Zweifel sind angebracht. Stimmte die Behauptung, dann müsste der Inlandsgeheimdienst konsequenterweise die Beobachtung von linksradikalen Gruppen einstellen – was in seinem vielbeschworenen »Kampf gegen den Extremismus jeglicher Couleur« jedoch nicht vorgesehen ist. Die Extremismustheorie ist weiterhin die ideologische Arbeitsgrundlage des Verfassungsschutzes. In der unterschiedlichen Behandlung der AfD als Gesamtpartei auf der einen und dem Flügel sowie der JA auf der anderen Seite kommt zudem ein seltsames Verständnis des Schutzes der Menschenwürde zum Ausdruck. Denn rassistische und menschenverachtende Aussagen waren auch von zahlreichen AfD-Politikern nicht zuletzt aus der Parteiführung zu hören, die völkische Forderung nach Ausgrenzung findet sich etwa im Bundestagswahlprogramm, wo es heißt: »Deutschland braucht ­einen Paradigmenwechsel hin zu einer nationalen Bevölkerungspolitik.«

Offenkundig ist zudem die Strategie, sich mit vergleichsweise gemäßigten programmatischen Formulierungen seriös zu geben, während man an an­derer Stelle durchblicken lässt, worauf man tatsächlich hinaus will – etwa wenn im Bundestagswahlprogramm eine »Erinnerungskultur« gefordert wird, die »auch die positiv identitätsstiftenden Aspekte deutscher Geschichte mit umfasst«, und Alexander Gauland die NS-Zeit als »Vogelschiss« bezeichnet, aber auch meint, man habe »das Recht, stolz zu sein auf Leistungen deutscher Soldaten in zwei Weltkriegen«.
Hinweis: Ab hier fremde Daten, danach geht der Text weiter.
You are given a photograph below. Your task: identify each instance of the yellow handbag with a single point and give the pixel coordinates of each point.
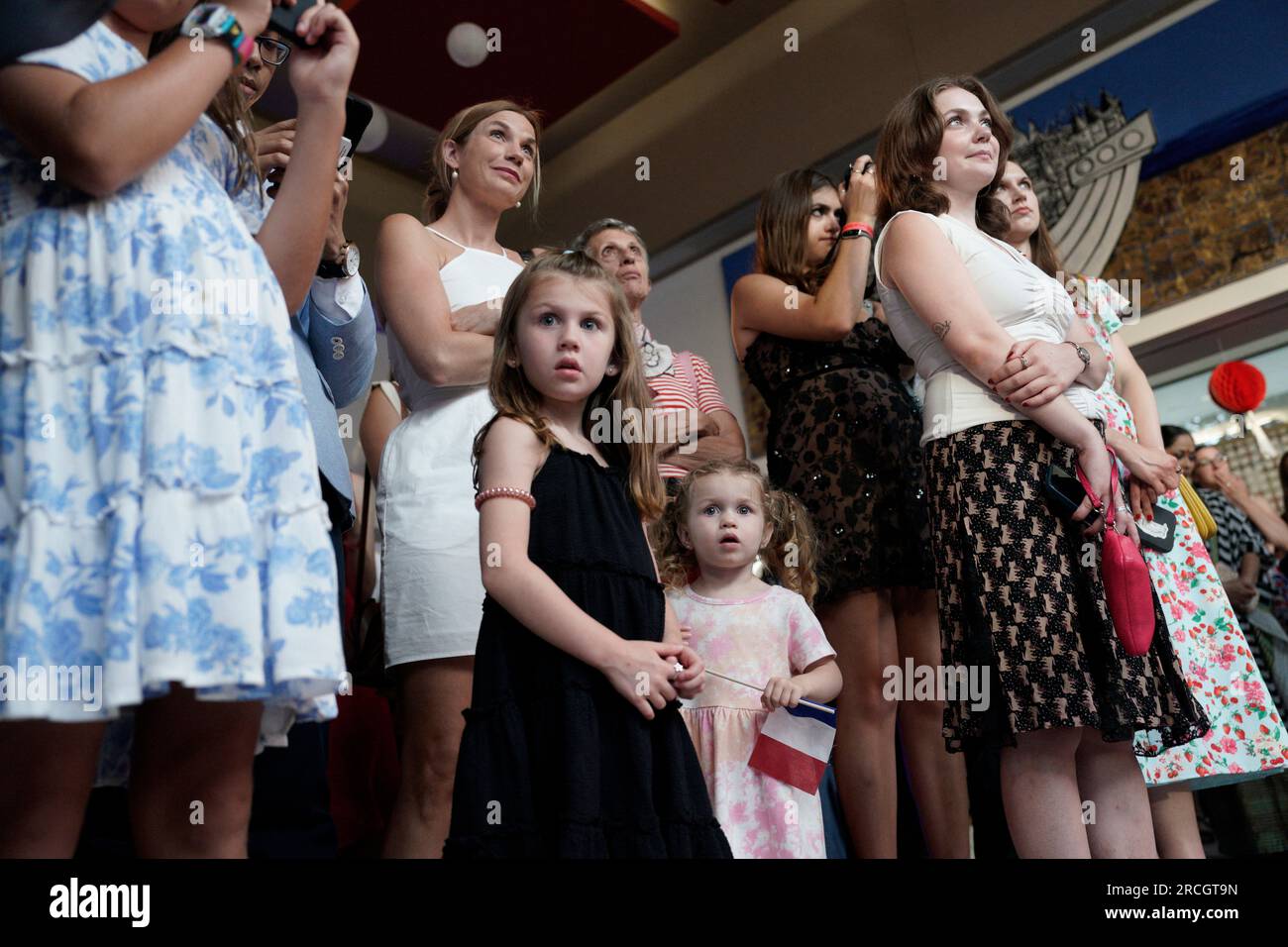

Die rassistischen und menschenverachtenden Positionen der AfD und ihre Zusammenarbeit mit extrem rechten Gruppen sind der informierten Öffentlichkeit längst bekannt. Bei einem Geheimdienst, dessen Aufgabe es ja ist, etwas herauszufinden, was nicht offen zutage liegt, sollte man das erst recht voraussetzen. Misst man den Verfassungsschutz an seinen eigenen Vorgaben, dann gäbe es eine ausreichende Grundlage dafür, nicht allein die JA und den Flügel, sondern die gesamte Partei als Verdachtsfall zu führen.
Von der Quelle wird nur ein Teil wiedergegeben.